The result is that my life story is considered deeply “interesting,” a term I have come to loathe. But it is well deserved since I have been both ordained, and a guest at an orgy. I witnessed teenage girls being tortured in a group home. I have been a patient in a nursing home and hidden in a domestic violence shelter.  I have also been a Senator’s aide and had Thanksgiving dinner with the CEO of one of the nation’s top ten corporations. If one of those interesting little tidbits comes out first, I fear that the Big Story will be just that much harder to believe, or that it will be the crazy straw that breaks the friendship’s back.

The sad truth is that in most cases, being a person with a Big Story means being a person without community. There is no place where it is safe to be “out” as a liberated sex slave, rescued kidnapping victim, unwilling star of a political sex-scandal, former cult member, or an exonerated former death row inmate.

Even when Oprah made Big Stories fashionable for a brief time, we were treated as the oddities, as one step removed from the tabloid tales of a woman who gives birth to an alien’s baby. Yes, it brought some awareness, but it also gave the impression that Big Stories are as incredibly rare as two-headed snakes, when we are probably as common as Type 1 Diabetes.

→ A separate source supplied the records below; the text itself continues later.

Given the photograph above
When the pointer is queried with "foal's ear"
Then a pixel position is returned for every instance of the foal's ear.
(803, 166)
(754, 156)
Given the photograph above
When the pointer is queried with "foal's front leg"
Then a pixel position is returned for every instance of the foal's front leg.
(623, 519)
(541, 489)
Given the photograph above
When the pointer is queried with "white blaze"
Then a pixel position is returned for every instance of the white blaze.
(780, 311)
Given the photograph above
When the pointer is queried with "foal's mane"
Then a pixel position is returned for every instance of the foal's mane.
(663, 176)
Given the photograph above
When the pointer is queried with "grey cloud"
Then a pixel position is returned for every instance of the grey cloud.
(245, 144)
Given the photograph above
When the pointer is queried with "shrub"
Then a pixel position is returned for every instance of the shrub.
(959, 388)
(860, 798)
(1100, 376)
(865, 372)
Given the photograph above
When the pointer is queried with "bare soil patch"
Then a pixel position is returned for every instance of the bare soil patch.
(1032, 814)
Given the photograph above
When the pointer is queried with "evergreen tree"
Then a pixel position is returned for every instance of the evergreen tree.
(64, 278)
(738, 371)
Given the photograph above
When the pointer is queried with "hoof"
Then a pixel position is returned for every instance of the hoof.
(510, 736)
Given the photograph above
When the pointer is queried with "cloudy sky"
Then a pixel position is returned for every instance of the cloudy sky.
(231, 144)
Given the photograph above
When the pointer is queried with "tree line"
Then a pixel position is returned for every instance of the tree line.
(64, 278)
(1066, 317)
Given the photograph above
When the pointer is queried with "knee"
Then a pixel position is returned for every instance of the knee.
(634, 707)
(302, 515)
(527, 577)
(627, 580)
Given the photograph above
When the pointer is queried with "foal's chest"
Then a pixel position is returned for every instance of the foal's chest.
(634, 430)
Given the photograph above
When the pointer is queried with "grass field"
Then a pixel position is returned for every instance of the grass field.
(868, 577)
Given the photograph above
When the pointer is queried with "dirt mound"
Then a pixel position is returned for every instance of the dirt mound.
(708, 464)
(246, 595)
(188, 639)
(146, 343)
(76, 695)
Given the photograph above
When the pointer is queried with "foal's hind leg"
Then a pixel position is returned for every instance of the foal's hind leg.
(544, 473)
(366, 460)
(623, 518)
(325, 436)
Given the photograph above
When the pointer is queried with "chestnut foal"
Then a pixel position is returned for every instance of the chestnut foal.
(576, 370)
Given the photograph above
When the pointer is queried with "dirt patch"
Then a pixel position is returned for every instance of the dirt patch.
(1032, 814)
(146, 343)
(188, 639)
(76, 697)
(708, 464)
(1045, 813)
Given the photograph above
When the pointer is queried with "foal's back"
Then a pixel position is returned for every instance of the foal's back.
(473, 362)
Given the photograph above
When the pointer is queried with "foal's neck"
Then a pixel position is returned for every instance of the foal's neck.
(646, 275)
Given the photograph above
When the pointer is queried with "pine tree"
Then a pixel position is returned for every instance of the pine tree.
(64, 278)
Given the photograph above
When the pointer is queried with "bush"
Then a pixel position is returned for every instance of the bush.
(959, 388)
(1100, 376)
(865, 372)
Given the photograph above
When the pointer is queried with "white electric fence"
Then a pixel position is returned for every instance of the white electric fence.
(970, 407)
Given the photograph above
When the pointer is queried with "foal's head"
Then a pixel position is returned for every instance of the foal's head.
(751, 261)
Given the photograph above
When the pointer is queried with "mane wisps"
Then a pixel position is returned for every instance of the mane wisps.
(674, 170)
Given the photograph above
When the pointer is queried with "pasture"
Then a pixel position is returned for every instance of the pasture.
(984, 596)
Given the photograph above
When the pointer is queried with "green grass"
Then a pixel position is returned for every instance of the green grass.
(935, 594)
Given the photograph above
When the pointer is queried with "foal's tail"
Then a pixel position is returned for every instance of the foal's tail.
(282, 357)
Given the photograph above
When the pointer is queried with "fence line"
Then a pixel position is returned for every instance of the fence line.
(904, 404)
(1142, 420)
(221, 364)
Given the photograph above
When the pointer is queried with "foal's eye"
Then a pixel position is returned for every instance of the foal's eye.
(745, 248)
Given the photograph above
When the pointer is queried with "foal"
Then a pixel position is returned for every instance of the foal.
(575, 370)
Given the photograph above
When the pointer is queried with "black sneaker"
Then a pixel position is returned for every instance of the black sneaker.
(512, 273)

Progressive communities are making significant progress in creating safe spaces for people of different ethnicities, body types, sexual orientations and gender identities. But we haven’t been very successful doing the same for people with Big Stories. We still haven’t really learned how to respect and even learn from people with Big Stories without making them objects of pity or folk legends.

I will admit that even though I am a person with a Big Story, I don’t have a lot of answers. I don’t know how to make People with Big Stories feel welcome without making us feel on display or how to acknowledge the defining impact of such Big Stories without making it a person’s only identity. But what I want is for people in mainstream progressive communities to at least start listening to Big Stories. Perhaps in the listening we can learn how to be sensitive and welcoming to those who have them.